In questa sala, progressivamente, le colonne dalle fattezze di donna si trasformano in spigolosi pilastri squadrati. La simbologia suggerisce che la rabbia sta trasformando il cuore della ragazza in qualcosa di simile alla pietra.


La rabbia è infatti biunivoca: possiamo scatenarla e può spingerci in avanti (la ragazza spezza la pietra con il suo corpo, aprendo nuove strade e resiste al vento di cui sopra) o subirla e venirne impediti (i venti violenti che la spingono indietro sono una manifestazione della rabbia del mondo interiore in cui vive). Il deserto è, per usare un paragone del modello di Campbell, il “giungere di fronte alla soglia”, il momento in cui il viaggio inizia sul serio. La soglia è difficile da attraversare e nel nostro caso, sembra anche che lotti con tutte le sue forze per respingere la ragazza. Le note della meravigliosa colonna sonora dei Berlinist accompagnano i violenti refoli di vento, lasciando la malinconia quando si scorgono le rovine.
Entrando in un tempio a metà livello, possiamo scorgere i pilastri che sorreggono il tetto, come cariatidi in forma di donne ma in atteggiamento disperato, non certo fiero. Le colonne diventano man mano più rocciose, i lineamenti umani persi dentro la pietra, come per suggerire che quello che è stato perso sarà difficile da recuperare, da rimodellare dalla fredda e solida materia. Come tutto questo luogo, dalla sabbia del nulla emerge la pietra, che un tempo aveva forme umane, vive, e viene popolata da ombre, creature che si nascondono in gusci impenetrabili. Alcune di queste creature hanno raggiunto un punto di non ritorno: sono diventati degli Inuksuk, dei simulacri di uomini usati come cairn dagli Inuit, pietre senza vita che simulano la vita.
La rabbia è dunque il dominio di questo mondo, mentre l’erosione di ogni cosa (degli affetti, dell’umanità) è il segno inequivocabile del suo passaggio, come quello del vento spietato.
Spaccando il suolo, la ragazza piomba in un limbo.
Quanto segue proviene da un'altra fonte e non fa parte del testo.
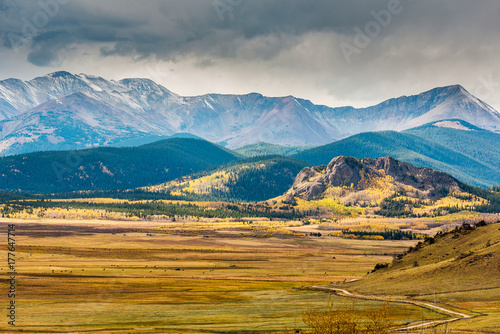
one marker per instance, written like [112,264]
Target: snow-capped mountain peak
[66,111]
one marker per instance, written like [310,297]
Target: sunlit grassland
[185,277]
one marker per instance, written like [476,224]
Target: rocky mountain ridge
[67,111]
[358,175]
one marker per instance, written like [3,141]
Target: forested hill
[458,148]
[251,179]
[110,168]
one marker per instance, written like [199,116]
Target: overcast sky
[345,52]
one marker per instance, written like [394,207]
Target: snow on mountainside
[66,111]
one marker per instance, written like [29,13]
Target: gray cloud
[274,47]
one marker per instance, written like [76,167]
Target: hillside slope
[253,179]
[466,258]
[471,156]
[260,149]
[109,168]
[67,111]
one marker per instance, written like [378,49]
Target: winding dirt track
[430,306]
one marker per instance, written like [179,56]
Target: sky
[332,52]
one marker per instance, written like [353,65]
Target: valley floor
[209,276]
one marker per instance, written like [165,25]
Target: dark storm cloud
[175,28]
[166,29]
[330,50]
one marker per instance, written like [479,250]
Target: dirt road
[430,306]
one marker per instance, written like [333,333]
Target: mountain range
[461,149]
[64,111]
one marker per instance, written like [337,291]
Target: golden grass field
[208,276]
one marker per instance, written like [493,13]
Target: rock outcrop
[358,174]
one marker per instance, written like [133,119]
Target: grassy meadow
[215,276]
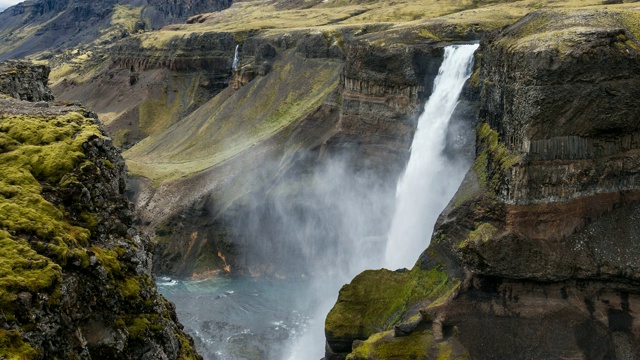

La dimensione speculare dove la ragazza si ritrova dopo aver completato il primo capitolo.

Bianco e nero
Il limbo è situato in profondità rispetto alla crosta della superficie del mondo. È l’io più profondo della ragazza, il suo strato più lontano dall’esterno, dalla vita reale. Laggiù vediamo un riflesso della protagonista, un’ombra oscura alla rovescia sulla linea dell’orizzonte, attorniata da farfalle nere. La ragazza scuote la terra con la sua rabbia, liberando le ombre nere di sé stessa e delle farfalle, un importante indizio su ciò che sta accadendo: il viaggio della ragazza la sta portando a confrontarsi con una parte di sé di cui ha paura, che conosce poco, che è piena di rabbia e forza, ma che non riesce ancora a controllare, per cui è più spaventosa che utile. Questa parte oscura di lei reagisce alla sua stessa rabbia con medesima foga, fuggendo e trascinandola fuori dal limbo con grande velocità – suggerendoci che è forse il guardiano della soglia che si temeva di incontrare.
Emergendo in superficie, viene liberato un altro colore dal palmo della statua di donna dell’inizio, che a ogni nostro progresso sembra ritornare sempre più alle sue forme originari, restaurandosi, separandosi così dall’architettura circostante che la intrappola.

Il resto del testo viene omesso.